Overall, the share of Americans surveyed who have used ChatGPT for tasks such as learning and entertainment has roughly doubled since the summer of 2023. Today, about one in three American adults have tried ChatGPT, including a 58% majority of adults under 30.
However, 66% of Americans have not used the chatbot, including 20% who say they’ve heard nothing about it, according to the report.
Going deeper
“Dow futures sink as Trump keeps pushing tariffs while White House suggests Powell’s job could be at risk” is a Fortune report by Jason Ma.
From the report: “After Wall Street previously downplayed risks from President Donald Trump’s trade war, investors are starting to take his tariff threats more seriously. U.S. stock futures fell on Sunday as Trump continued his letter-writing blitz, warning the EU and Mexico over the weekend that they face 30% tariffs unless they reach trade deals by Aug. 1.”
Overheard
“Life is really precious. I want to make sure I find something that I’m super passionate about. I wasn’t happy working for someone else in a job that I just wasn’t really passionate about.”

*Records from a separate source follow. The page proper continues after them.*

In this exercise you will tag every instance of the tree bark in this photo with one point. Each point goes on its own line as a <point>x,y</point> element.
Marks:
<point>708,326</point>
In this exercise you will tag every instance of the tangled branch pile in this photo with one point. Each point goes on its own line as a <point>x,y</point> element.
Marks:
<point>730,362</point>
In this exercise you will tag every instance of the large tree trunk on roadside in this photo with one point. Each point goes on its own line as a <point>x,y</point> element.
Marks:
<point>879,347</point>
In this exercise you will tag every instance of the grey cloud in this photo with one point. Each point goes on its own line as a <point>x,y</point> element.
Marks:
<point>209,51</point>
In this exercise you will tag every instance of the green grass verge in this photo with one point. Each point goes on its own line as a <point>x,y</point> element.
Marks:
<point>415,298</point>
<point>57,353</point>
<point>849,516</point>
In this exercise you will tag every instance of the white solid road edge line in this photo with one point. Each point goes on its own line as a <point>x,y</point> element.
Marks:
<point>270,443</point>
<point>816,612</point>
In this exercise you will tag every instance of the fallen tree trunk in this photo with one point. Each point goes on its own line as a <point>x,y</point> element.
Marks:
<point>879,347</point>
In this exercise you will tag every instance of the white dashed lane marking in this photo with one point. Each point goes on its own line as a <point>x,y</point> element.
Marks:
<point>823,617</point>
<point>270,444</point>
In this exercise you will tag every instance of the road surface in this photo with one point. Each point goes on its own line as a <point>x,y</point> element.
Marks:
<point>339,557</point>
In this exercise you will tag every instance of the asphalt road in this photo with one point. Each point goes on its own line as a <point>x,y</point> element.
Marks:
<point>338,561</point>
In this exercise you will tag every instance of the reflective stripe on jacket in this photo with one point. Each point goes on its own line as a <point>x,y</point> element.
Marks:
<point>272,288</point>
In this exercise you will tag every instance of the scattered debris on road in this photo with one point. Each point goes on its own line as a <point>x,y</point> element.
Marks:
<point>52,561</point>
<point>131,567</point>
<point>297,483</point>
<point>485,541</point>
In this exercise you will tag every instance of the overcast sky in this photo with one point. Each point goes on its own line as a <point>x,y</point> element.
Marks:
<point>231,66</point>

—Loren Castle, CEO of the refrigerated cookie dough empire Sweet Loren’s, recalled in a recent Fortune interview that in 2006, when she was a 22-year-old recent graduate of the University of Southern California, she was diagnosed with Hodgkin’s lymphoma just months after graduating. While undergoing six months of chemotherapy, Castle grappled with the challenge of eating healthier and figuring out what her career would look like.